Brandt argued that in-person instruction should be prioritized over extra-curricular activities, noting that mitigation efforts would be more effective inside the classroom than on a court.

He added that instructors were making personal sacrifices to educate the district’s students.

“I don’t know how we can go to our staff and say that we can’t yet have kids sitting in class – six feet apart and distanced – but we’re going to authorize students to go out of county, into counties where their own health departments are saying ‘Don’t do this,’” Brandt said.

Director Mark Hetzel voiced opposition to rescinding the board’s motion, arguing that doing so would result in student-athletes taking part in events where less mitigation measures are enforced.

“I don’t see how negating that decision makes it safer,” Hetzel said. “I see it making us less safe, because as we mentioned – and in closed session – there’s a reality that, if this doesn’t happen, players will find a place to play in less controlled situations. And those same kids are going to come back to the classrooms with a greater potential for affecting the greater good.”

Director Brian Hoefer agreed, stating that the board had fulfilled its role in the matter.

“As far as the board is concerned, I think we have done everything we can,” Hoefer said. “We have made sure that everything we can possibly do as a board is set up for success. It is now on the administration and our staff, and our families, to do it and to follow through with what we’ve put in place.”

A motion to rescind the board’s decision to allow medium- to high-risk competition in January failed by a 6-1 vote, with Brandt casting the only vote in favor of vacating the existing decision.

Treasurer Jack Heinemann motioned to bolster enforcement of the winter sports’ COVID protocol.

The move would have resulted in athletes who take part in non-sanctioned sporting events being removed from Waunakee athletic teams for the remainder of the 2020-21 winter sports season.

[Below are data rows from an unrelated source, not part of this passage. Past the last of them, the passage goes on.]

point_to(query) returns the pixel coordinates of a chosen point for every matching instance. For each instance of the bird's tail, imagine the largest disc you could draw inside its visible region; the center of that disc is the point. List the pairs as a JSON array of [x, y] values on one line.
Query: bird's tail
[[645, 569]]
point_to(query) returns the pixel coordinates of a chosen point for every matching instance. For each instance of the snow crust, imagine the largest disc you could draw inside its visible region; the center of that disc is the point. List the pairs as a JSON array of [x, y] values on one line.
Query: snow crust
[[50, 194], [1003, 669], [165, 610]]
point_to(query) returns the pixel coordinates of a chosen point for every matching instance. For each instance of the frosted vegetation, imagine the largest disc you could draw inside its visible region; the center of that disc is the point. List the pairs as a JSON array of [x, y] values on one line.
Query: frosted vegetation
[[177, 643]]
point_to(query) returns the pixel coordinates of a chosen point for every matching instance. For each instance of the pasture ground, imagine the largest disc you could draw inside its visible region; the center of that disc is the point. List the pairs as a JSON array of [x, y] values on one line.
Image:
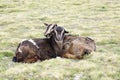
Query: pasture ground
[[98, 19]]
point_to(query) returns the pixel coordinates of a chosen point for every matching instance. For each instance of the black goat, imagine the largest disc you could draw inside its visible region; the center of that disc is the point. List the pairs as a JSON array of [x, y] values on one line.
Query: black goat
[[32, 50], [73, 46]]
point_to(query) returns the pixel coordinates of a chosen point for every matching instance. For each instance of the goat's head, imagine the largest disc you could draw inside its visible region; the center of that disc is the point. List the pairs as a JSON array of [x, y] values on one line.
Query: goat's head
[[56, 31], [49, 29], [59, 33]]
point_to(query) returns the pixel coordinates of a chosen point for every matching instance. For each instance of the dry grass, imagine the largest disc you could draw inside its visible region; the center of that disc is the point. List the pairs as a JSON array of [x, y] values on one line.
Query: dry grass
[[98, 19]]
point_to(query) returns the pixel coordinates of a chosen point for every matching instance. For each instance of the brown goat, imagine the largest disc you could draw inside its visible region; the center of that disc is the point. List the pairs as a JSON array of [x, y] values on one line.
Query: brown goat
[[77, 47]]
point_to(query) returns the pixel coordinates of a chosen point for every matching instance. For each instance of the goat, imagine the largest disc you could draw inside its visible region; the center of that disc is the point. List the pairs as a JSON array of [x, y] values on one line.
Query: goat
[[73, 46], [32, 50]]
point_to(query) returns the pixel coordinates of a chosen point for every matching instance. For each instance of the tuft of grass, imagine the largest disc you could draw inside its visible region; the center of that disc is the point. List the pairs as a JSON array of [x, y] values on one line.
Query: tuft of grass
[[96, 19]]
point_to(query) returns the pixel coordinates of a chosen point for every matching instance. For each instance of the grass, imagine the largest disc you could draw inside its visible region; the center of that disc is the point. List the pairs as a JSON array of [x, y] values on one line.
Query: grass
[[24, 19]]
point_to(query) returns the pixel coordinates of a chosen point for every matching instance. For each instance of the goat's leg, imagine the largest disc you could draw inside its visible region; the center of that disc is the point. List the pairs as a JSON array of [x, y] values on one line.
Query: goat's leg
[[68, 55], [31, 60]]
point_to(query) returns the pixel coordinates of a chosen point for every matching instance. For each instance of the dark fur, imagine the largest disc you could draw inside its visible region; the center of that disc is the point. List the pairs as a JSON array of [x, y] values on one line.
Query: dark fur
[[74, 46]]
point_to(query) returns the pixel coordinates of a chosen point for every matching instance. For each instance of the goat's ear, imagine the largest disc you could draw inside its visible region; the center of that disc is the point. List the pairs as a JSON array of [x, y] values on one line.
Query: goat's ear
[[66, 31], [46, 24], [55, 25]]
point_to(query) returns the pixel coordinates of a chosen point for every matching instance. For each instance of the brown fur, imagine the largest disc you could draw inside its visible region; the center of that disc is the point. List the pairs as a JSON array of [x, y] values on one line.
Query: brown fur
[[77, 47]]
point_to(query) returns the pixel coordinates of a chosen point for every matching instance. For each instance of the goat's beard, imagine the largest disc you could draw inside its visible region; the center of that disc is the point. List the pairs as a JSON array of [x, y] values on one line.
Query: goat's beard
[[59, 43], [48, 36]]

However, the motion was tabled and failed to receive a vote during the meeting. President Dave Boetcher explained that not taking the motion off the table was essentially “another way of voting it down.”

Board members have set a target date of Jan. 26 for reopening grades 5-12 to in-person learning and will meet next on Jan. 11, to discuss its reopening plan. That date has remained static since November, and would allow more than 2,500 students to finish the 2020-21 school year in a hybrid format as opposed to the virtual one they have had since spring.